Vernacular Art of the African-American South
- Publication Date: January 1, 2002
- Imprint: Abrams Books
- Trim Size: 9 1⁄2 x 10 5⁄8
- ISBN: 9780810944848
- Page Count: 192
- Rights: World/All
Speaking powerfully and directly to a growing audience, African-American vernacular art is making its mark in the art world. In this outstanding collection of contemporary art, works by 27 self-taught artists bear eloquent testimony to the social, cultural, and spiritual experiences of Southern African Americans. Thornton Dial Sr., Ronald Lockett, Bessie Harvey, Mose Tolliver, and Purvis Young head a roster of leading artists in this genre.

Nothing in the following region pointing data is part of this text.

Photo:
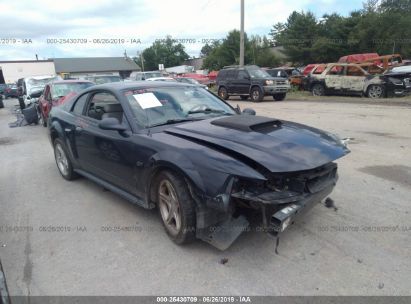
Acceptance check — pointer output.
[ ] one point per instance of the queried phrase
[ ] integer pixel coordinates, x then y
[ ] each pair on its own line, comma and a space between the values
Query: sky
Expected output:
91, 28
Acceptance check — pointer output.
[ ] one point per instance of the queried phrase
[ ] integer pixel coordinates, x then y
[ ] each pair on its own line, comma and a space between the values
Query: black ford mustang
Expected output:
206, 166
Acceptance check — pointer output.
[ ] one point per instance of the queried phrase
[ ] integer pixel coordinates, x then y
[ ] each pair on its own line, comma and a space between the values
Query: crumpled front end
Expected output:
285, 197
272, 205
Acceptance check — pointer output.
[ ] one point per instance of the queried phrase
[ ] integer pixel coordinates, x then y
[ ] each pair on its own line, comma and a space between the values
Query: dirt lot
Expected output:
105, 246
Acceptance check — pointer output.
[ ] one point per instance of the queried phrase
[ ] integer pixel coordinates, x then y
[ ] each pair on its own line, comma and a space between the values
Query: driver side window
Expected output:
104, 105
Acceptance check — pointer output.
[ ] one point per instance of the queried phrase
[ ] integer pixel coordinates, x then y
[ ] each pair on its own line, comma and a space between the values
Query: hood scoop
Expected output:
248, 123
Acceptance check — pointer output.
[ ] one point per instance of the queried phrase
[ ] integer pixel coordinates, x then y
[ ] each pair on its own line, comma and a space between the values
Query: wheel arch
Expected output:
189, 174
258, 86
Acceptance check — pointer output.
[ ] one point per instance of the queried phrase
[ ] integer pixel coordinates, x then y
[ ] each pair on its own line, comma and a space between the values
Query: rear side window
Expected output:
243, 75
79, 106
231, 74
222, 74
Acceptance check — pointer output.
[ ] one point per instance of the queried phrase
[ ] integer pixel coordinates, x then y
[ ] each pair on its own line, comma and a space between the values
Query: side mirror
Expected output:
248, 111
111, 123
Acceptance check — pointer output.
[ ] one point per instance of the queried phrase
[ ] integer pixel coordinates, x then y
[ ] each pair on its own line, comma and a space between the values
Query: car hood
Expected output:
279, 146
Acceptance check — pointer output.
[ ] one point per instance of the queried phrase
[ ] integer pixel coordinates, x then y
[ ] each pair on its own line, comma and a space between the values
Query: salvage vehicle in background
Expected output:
56, 93
190, 81
250, 81
294, 75
352, 79
205, 165
11, 91
145, 75
167, 79
29, 86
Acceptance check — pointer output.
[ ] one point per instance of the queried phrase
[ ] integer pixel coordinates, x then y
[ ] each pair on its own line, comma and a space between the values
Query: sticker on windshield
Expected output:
147, 100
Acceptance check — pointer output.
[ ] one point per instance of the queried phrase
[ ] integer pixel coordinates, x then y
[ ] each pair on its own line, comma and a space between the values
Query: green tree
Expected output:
165, 51
297, 36
227, 52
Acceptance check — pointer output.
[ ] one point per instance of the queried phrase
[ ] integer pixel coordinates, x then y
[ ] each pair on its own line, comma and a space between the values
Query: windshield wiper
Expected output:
207, 110
173, 121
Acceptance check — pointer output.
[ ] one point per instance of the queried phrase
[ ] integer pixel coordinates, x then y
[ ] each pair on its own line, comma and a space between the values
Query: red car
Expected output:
57, 92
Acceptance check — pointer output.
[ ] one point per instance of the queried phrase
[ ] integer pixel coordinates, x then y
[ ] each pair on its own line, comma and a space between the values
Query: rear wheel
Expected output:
318, 90
256, 94
176, 207
279, 97
63, 161
375, 91
222, 92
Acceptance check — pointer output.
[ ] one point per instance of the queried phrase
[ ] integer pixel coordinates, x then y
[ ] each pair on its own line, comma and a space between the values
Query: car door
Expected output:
354, 80
229, 80
105, 153
334, 78
241, 82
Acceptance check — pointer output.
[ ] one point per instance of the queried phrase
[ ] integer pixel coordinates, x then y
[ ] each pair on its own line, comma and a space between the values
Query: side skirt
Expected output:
124, 194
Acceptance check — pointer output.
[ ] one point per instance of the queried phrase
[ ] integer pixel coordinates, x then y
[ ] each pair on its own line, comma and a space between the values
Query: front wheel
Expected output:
223, 93
279, 97
63, 161
176, 207
375, 91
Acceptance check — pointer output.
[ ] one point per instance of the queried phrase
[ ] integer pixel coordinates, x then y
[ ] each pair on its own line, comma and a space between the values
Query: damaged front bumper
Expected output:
278, 209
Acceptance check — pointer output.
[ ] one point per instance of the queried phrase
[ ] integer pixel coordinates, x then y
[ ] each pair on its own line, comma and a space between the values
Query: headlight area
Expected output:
282, 198
270, 205
395, 81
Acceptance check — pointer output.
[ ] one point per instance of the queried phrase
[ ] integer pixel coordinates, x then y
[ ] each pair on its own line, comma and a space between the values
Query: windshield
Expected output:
258, 73
106, 79
167, 105
63, 89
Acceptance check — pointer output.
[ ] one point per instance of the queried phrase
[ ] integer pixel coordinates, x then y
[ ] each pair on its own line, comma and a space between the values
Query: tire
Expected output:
375, 91
21, 103
256, 94
279, 97
318, 90
172, 194
43, 121
63, 161
41, 117
223, 93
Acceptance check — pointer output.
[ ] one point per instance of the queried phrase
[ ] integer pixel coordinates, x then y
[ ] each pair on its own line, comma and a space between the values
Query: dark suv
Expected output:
250, 81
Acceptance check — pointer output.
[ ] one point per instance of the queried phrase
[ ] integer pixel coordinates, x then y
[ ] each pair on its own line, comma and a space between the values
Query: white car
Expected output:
35, 84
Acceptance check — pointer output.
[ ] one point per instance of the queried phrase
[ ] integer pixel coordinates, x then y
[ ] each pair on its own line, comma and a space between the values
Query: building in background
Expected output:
10, 71
91, 66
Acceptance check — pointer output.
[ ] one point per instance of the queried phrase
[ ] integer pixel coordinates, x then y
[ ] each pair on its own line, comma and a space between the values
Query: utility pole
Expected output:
242, 35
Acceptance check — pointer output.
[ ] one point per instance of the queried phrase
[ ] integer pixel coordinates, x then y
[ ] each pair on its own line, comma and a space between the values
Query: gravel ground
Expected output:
362, 248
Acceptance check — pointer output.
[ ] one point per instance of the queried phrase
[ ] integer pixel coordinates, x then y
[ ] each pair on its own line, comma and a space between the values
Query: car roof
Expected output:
119, 86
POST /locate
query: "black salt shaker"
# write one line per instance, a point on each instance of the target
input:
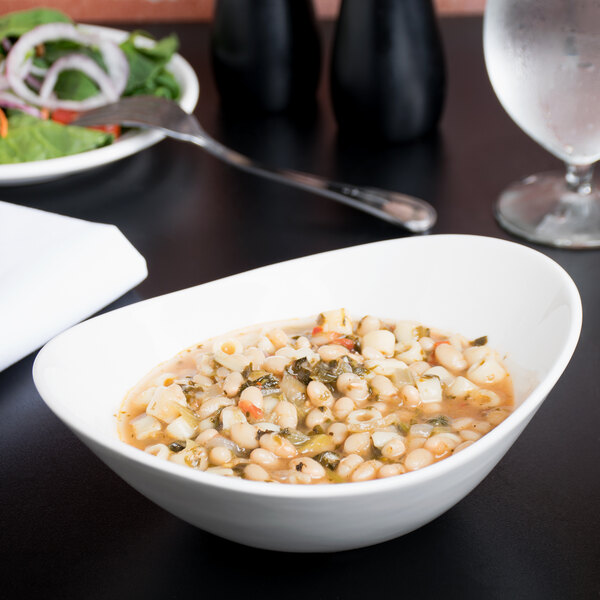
(387, 71)
(265, 53)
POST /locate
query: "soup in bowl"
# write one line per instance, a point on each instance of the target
(451, 285)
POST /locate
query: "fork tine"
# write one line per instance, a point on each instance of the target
(136, 110)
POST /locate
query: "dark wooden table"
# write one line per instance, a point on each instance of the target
(70, 528)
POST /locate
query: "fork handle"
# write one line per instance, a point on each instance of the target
(414, 214)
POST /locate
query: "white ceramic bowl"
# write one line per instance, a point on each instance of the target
(526, 304)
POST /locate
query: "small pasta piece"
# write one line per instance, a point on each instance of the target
(381, 340)
(145, 426)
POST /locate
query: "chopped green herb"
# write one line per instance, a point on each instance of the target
(177, 446)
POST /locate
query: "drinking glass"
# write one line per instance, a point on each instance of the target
(543, 60)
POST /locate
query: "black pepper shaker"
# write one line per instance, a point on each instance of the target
(266, 54)
(387, 72)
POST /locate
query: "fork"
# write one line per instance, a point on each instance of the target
(150, 112)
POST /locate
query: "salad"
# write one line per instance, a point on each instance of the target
(51, 69)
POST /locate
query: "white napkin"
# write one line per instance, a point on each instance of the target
(54, 272)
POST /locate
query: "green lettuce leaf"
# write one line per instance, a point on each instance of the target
(17, 23)
(147, 67)
(32, 139)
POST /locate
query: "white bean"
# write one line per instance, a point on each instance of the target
(338, 433)
(278, 337)
(365, 471)
(417, 459)
(206, 435)
(244, 435)
(286, 413)
(451, 358)
(348, 464)
(368, 324)
(383, 387)
(318, 393)
(255, 473)
(390, 470)
(382, 340)
(278, 445)
(357, 443)
(352, 386)
(343, 407)
(232, 383)
(394, 448)
(275, 364)
(219, 455)
(265, 458)
(317, 417)
(332, 351)
(411, 395)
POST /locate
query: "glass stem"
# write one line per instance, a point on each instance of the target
(579, 178)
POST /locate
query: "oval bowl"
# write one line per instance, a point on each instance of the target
(468, 284)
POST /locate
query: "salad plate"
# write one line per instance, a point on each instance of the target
(134, 141)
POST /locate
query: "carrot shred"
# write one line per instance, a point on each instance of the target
(3, 124)
(440, 343)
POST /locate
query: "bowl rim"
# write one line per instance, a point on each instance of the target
(472, 453)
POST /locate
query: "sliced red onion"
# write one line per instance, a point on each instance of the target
(8, 100)
(32, 82)
(18, 66)
(83, 63)
(37, 71)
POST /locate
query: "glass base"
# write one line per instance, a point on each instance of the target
(541, 209)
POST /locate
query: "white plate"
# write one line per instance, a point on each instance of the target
(132, 142)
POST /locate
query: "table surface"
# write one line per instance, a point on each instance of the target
(72, 529)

Five scholars explore the significance of these emotionally charged, culturally complex artworks and their context in the larger art world; brief biographies and the artists' own statements are included. Testimony accompanies a traveling exhibition organized by the Schomburg Center for Research in Black Culture and Exhibitions International.
About the authors
Kinshasha H. Conwill is director emeritus of the Studio Museum in Harlem, New York. Arthur C. Danto is professor emeritus of philosophy at Columbia University and art critic for The Nation. Edmund Barry Gaither is director of the Museum of the National Center of Afro-American Artists in Boston. Grey Gundaker is associate professor of American studies and anthropology at the College of William and Mary. Judith McWillie is a painter, author, curator, and professor at the University of Georgia in Athens.